O modo carinhoso
de um casal de pequenas araras que vieram visitar meu quintal, em busca de
goiabas temporãs me trouxe momentos de enlevo e extrema ternura.
Quase fim de
tarde, e o sol no horizonte dando mostras que em breve iniciaria sua rápida descida
rumo ao poente, despedindo-se do dia e deixando que a noite viesse com quietude
e paz.
O meu dia foi difícil.
Correrias, muito trabalho, preocupações. Mas, nada fora da rotina, nada que
trouxesse aflições.
Ao chegar em casa,
me permiti ficar sob a sombra da jabuticabeira, sentado na confortável e amiga
cadeira de fios, em precioso e calmo momento, de quase solidão...
Enlevado pelo
carinho e cuidado dos pássaros que se movimentavam no alto, deixei o tempo
passar, despreocupado e encantado com o que via.
Chegada a hora da
caminhada diária ainda permaneço com imagens das aves no meu quintal no
pensamento. Fico a observar as pessoas que todos os dias em respeitoso e às
vezes em indiferente silêncio passam por mim. Indo, vindo, passamos pelos
outros sem um cumprimento, um meneio de cabeça. Às vezes sequer dirigimos o
olhar.
Mas o parque tem
seus personagens. São cativos daquele horário, estão diariamente a aproveitar
aquele maravilhoso espaço, verdadeiro pedaço de natureza dentro da cidade
grande. Embora cercado por arranha-céus, ainda temos ali mata fechada, um
pequeno córrego que deságua em um lago, muito verde e a segurança, feita pelos
gentis e educados guardas municipais que ali trabalham.
Dirijo meu olhar a
um casal que ocupa sempre o mesmo banco, próximo às margens do lago. Não é um
casal comum, como tantos que ali vão para namorar e colocar o papo em dia. Os
cabelos brancos de ambos mostram que já viveram muitos momentos na vida. E um
detalhe: o extremo cuidado que ele devota a ela. Isso os diferencia.
Sentados lado a
lado, eles sempre tem as mãos unidas, entrelaçadas. E o usual gesto de ternura, ao acariciar a face dela, cujas marcas do tempo são aparentes. O cuidado sugere que está
sempre a zelar de preciosa joia. São inúmeros os gestos de carinho e ternura
que destinam um ao outro, como um constante afagar nos cabelos brancos. Confesso
que tenho imensa vontade de ficar pertinho deles, apenas para ouvir seus diálogos,
que certamente são entremeados por declarações de amor e lealdade.

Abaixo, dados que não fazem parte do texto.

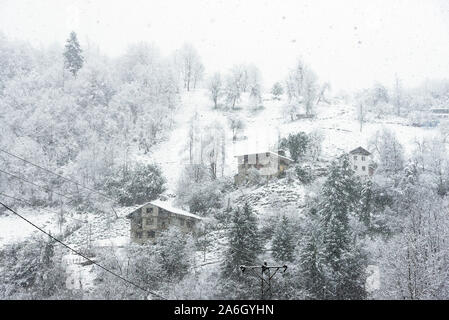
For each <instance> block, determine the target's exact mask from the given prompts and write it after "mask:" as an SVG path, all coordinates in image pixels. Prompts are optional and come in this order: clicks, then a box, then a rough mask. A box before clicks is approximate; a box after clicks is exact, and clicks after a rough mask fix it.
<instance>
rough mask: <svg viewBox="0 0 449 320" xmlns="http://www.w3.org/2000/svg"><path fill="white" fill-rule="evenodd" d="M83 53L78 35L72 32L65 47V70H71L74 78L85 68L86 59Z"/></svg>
mask: <svg viewBox="0 0 449 320" xmlns="http://www.w3.org/2000/svg"><path fill="white" fill-rule="evenodd" d="M82 52H83V51H82V50H81V47H80V44H79V42H78V38H77V36H76V33H75V32H74V31H72V32H71V33H70V36H69V39H67V43H66V45H65V51H64V68H65V69H67V70H69V71H70V72H71V73H72V74H73V76H74V77H76V74H77V73H78V71H79V70H80V69H81V68H82V67H83V63H84V58H83V56H82Z"/></svg>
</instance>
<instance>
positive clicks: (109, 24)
mask: <svg viewBox="0 0 449 320" xmlns="http://www.w3.org/2000/svg"><path fill="white" fill-rule="evenodd" d="M72 29H73V30H75V31H76V32H77V33H78V36H79V39H80V42H81V44H82V45H83V44H84V45H85V44H86V42H87V39H88V40H89V41H90V42H92V43H96V44H97V45H98V46H99V47H100V49H101V51H102V52H103V53H106V54H108V55H110V56H117V55H119V54H121V53H123V52H124V51H125V49H126V47H127V45H128V44H130V43H132V42H137V41H148V42H153V43H154V44H156V45H157V46H158V47H159V48H160V49H161V51H162V52H163V53H170V52H171V51H173V50H175V49H176V48H179V47H180V46H181V45H182V44H183V43H184V42H191V43H192V44H193V45H194V46H195V47H196V48H197V49H198V51H199V53H200V55H201V56H202V58H203V62H204V64H205V66H206V71H208V72H211V71H215V70H226V69H227V68H229V67H230V66H232V65H233V64H235V63H254V64H255V65H257V66H258V67H259V68H260V69H261V71H262V73H263V77H264V80H265V84H266V85H269V86H271V84H272V83H273V82H275V81H277V80H280V79H282V78H284V76H285V74H286V73H287V71H288V69H289V68H290V67H292V66H293V65H294V63H295V61H296V59H297V57H299V56H302V57H303V59H304V60H305V61H306V62H308V63H309V64H310V65H311V66H312V67H313V68H314V69H315V71H316V72H317V73H318V75H319V77H320V79H321V80H323V81H330V82H331V84H332V86H333V87H334V88H335V89H340V88H346V89H354V88H360V87H364V86H369V85H371V84H372V83H373V82H374V81H380V82H384V83H385V84H387V85H389V84H390V83H392V79H393V77H394V74H395V73H397V74H398V76H399V77H400V78H402V79H404V82H406V83H407V84H410V85H415V84H417V83H419V82H421V81H423V80H425V79H426V78H446V77H448V75H449V1H445V0H433V1H432V0H366V1H364V0H339V1H338V0H329V1H324V0H323V1H320V0H318V1H317V0H312V1H306V0H292V1H287V0H273V1H271V0H270V1H268V0H267V1H263V0H254V1H250V0H244V1H243V0H242V1H237V0H223V1H218V0H215V1H214V0H179V1H175V0H158V1H155V0H142V1H138V0H127V1H118V0H115V1H114V0H92V1H89V0H79V1H71V0H39V1H35V0H0V30H1V31H2V32H3V33H4V34H5V35H6V36H7V37H8V38H11V39H18V40H29V41H31V42H32V43H33V44H34V45H35V46H40V45H43V46H47V45H50V44H52V43H55V42H57V43H60V44H63V43H64V41H65V39H66V38H67V36H68V34H69V32H70V31H71V30H72Z"/></svg>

Voltando a atenção à pista de caminhada, ao longe vislumbro outro casal, aparentemente pai e
filha. Vão no mesmo ritmo, no mesmo caminhar, seguem com passos lentos e
trôpegos.
À minha passagem
os cumprimento e recebo de volta um sorriso amistoso e um boa tarde de
satisfação. Continuam em seu caminhar, com intensos e interessantes os diálogos,
embora baixinho e discretamente, como que para não incomodar a quem cruza por
eles. Muita demonstração de alegria de ambas as partes. Não caminham por toda a
pista, apenas onde ela é plana, para que o esforço da subida não os sobrecarregue.
Carregam
limitações que a vida impôs. O caminhar lento, pelo lado dele, é fruto do peso
dos anos, explicitado em brancas cãs e em traços do rosto. O corpo esquálido
mostra leve curvatura. As cargas, o peso da toda a vida.
Ela, sempre muito
elegante, com perfume que transcende, traz as limitações em seu caminhar lento
por necessidades especiais. Mas passam a imagem que se completam ao se amparar.

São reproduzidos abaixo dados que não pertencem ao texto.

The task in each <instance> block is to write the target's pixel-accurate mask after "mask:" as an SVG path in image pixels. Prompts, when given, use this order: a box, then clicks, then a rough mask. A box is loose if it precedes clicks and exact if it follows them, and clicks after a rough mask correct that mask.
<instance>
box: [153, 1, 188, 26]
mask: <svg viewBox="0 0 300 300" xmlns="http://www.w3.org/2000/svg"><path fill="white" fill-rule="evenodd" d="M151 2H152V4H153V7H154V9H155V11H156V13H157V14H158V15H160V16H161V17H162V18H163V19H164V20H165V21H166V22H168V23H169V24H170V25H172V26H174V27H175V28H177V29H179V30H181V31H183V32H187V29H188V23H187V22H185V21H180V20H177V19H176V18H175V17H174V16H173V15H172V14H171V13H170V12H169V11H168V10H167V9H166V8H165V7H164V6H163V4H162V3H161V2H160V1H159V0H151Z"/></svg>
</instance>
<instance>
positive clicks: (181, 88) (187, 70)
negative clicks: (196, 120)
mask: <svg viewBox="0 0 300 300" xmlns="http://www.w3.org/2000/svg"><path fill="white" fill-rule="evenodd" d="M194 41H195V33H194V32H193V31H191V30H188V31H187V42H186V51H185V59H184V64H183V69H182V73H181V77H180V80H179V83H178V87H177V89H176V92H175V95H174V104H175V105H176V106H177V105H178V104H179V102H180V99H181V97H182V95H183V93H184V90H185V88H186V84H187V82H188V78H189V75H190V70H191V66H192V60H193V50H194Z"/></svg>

Que um não vive sem o outro. E parecem fazer daquela caminhada um momento
social muito importante em suas vidas.
Me emociono sempre
ao perceber esses momentos, desde as ternas araras no quintal em busca de alimento,
o casal de brancas cãs que namoram no banco de madeira com extrema ternura, ou
pai e a filha que se amparam e não fazem de suas limitações motivo de desistir
e viver a vida solitária e mente.
Vejo nesses momentos
a felicidade muito presente. Em gestos, cuidados e elevadas demonstrações de cuidado,
carinho e amor. Muito amor! Assim, deve ser nossa vida.